It’s there, you can smell it. It’s been mentioned in this thread already several times. Neither the Transformer, Ozone Air Cell, or Fan make hardly any noise at all, so your perception that it has to make a fair bit of noise is incorrect. Also the test with the drug dog being fooled was done independently, not by Ozonics.


----------



## Warford305 (Apr 12, 2019)

Gonna have to give it a try


----------



## corybrown50 (Dec 1, 2013)

I have the system, and using it last season, I had deer directly under me with no signs of alert. They almost seemed more calm then ever before. I did climb down once just to try to hear the sound. After 2 rungs on the ladder I lost the sound. 

Cory


----------



## Curtdawg88 (Aug 8, 2011)

corybrown50 said:


> I have the system, and using it last season, I had deer directly under me with no signs of alert. They almost seemed more calm then ever before. I did climb down once just to try to hear the sound. After 2 rungs on the ladder I lost the sound.
> 
> Cory


Are you talking about the Hunter Box system or the homemade version?

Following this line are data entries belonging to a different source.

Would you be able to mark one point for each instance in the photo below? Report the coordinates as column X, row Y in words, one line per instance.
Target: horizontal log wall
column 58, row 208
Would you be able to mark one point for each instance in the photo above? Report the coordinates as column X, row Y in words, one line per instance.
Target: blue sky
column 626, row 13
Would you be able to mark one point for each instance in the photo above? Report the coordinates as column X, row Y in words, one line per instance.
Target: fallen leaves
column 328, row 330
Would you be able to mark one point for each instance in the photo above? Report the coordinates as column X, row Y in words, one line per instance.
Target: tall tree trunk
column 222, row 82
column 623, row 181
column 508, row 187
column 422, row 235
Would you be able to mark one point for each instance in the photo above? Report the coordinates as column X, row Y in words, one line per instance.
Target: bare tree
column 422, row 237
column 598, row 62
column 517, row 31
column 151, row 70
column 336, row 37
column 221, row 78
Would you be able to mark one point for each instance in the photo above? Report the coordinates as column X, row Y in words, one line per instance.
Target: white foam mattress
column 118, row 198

Sent from my iPhone using Tapatalk


----------



## corybrown50 (Dec 1, 2013)

Curtdawg88 said:


> Are you talking about the Hunter Box system or the homemade version?
> 
> 
> Sent from my iPhone using Tapatalk


YES....I guess is the answer.....
I have the 500 mg/hr kit that I put into a Pelican knock off from Harbor Freight. I have a couple 12v batteries that I took out of an 24v electric scooter picked from the side of the road. I did have an issue with the original emitter, but after emailing them, I was quickly helped through it. Super great company!!!! Awesome customer service!!!

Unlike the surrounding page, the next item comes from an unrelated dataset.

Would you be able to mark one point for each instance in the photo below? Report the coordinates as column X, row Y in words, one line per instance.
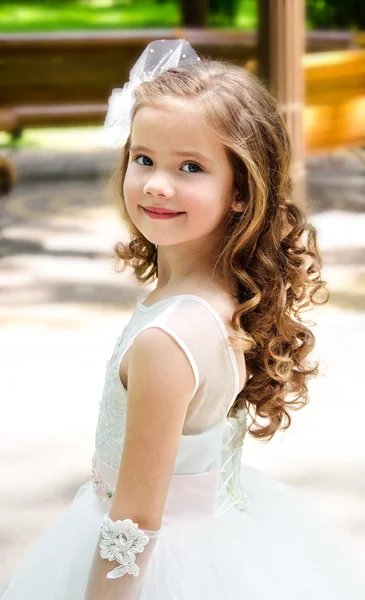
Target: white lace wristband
column 121, row 541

I hung mine from an arm screwed into the tree with paracord strings allowing me 270 degrees of aiming the ozone. Simple and effective.


----------



## Curtdawg88 (Aug 8, 2011)

corybrown50 said:


> YES....I guess is the answer.....
> I have the 500 mg/hr kit that I put into a Pelican knock off from Harbor Freight. I have a couple 12v batteries that I took out of an 24v electric scooter picked from the side of the road. I did have an issue with the original emitter, but after emailing them, I was quickly helped through it. Super great company!!!! Awesome customer service!!!
> 
> I hung mine from an arm screwed into the tree with paracord strings allowing me 270 degrees of aiming the ozone. Simple and effective.


Awesome. I was considering doing something g similar as I don’t like the housing of the hunter box with the battery being separate. Do you have or could you take some pics of your setup? The inside?

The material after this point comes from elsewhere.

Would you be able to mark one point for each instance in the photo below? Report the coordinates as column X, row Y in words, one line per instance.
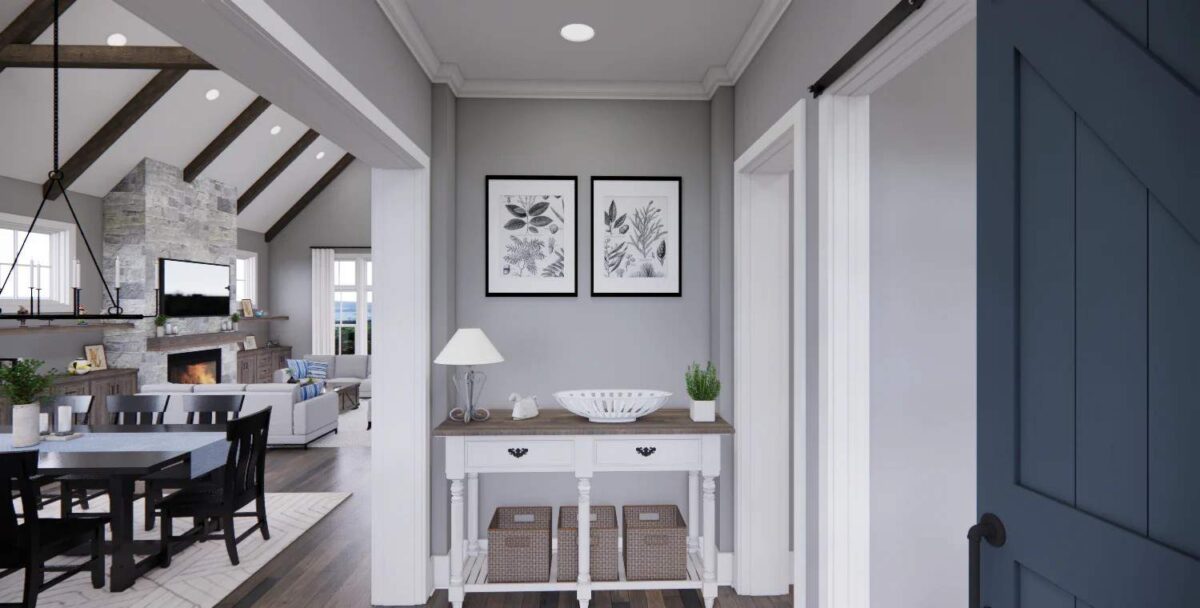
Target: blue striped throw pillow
column 317, row 369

Sent from my iPhone using Tapatalk


----------



## corybrown50 (Dec 1, 2013)

Here you go.....Inside the bottom I 3d printed a simple insert. Would be easily enough duplicated with some wood and a fan screen. At the top, in the handle, there are holes that the paracord is put through to hang from the tree arm. One thing I want to add is a rocker switch for shut off....got it as a Christmas present and through it together quickly to get in the field. Some time this summer I'll get to it.


----------



## Martin Chemnitz (Jul 11, 2019)

Nice work


----------



## corybrown50 (Dec 1, 2013)

Ugly inside, but ok all closed up. 

Cory


----------



## Jim Baker (May 31, 2016)

It doesn't matter what it looks like as long as it works.


----------



## UncleBoo (Oct 2, 2008)

corybrown50 said:


> Here you go.....Inside the bottom I 3d printed a simple insert. Would be easily enough duplicated with some wood and a fan screen. At the top, in the handle, there are holes that the paracord is put through to hang from the tree arm. One thing I want to add is a rocker switch for shut off....got it as a Christmas present and through it together quickly to get in the field. Some time this summer I'll get to it.
> 
> View attachment 6867569
> 
> ...


Would you mind sharing your file for the 3D printed insert? I’ve got a printer, and that is a great idea!


----------



## chingosbows (Jun 2, 2010)

Nice, in for field updates!


----------



## corybrown50 (Dec 1, 2013)

If I still have it I will share it. I don't know how useful it will be as my battery is specific dimensions....Basically a tray with the waffle screen and bump up to keep the battery in place. Everything screwed down into it from there. 

Cory


----------



## S3man (Nov 6, 2017)

Very nice!


----------



## Jgowen (Aug 18, 2019)

Looks Good!


----------



## J C (Aug 18, 2019)

Long thread still looks a little over my head. I want to try it But I am not good with this type of stuff.


----------



## UncleBoo (Oct 2, 2008)

Bump for new season!


----------



## dreleford5224 (Sep 3, 2018)

Gonna give it a try


----------



## ssramage (Jun 7, 2010)

Just read through the thread and think I'll give it a try. 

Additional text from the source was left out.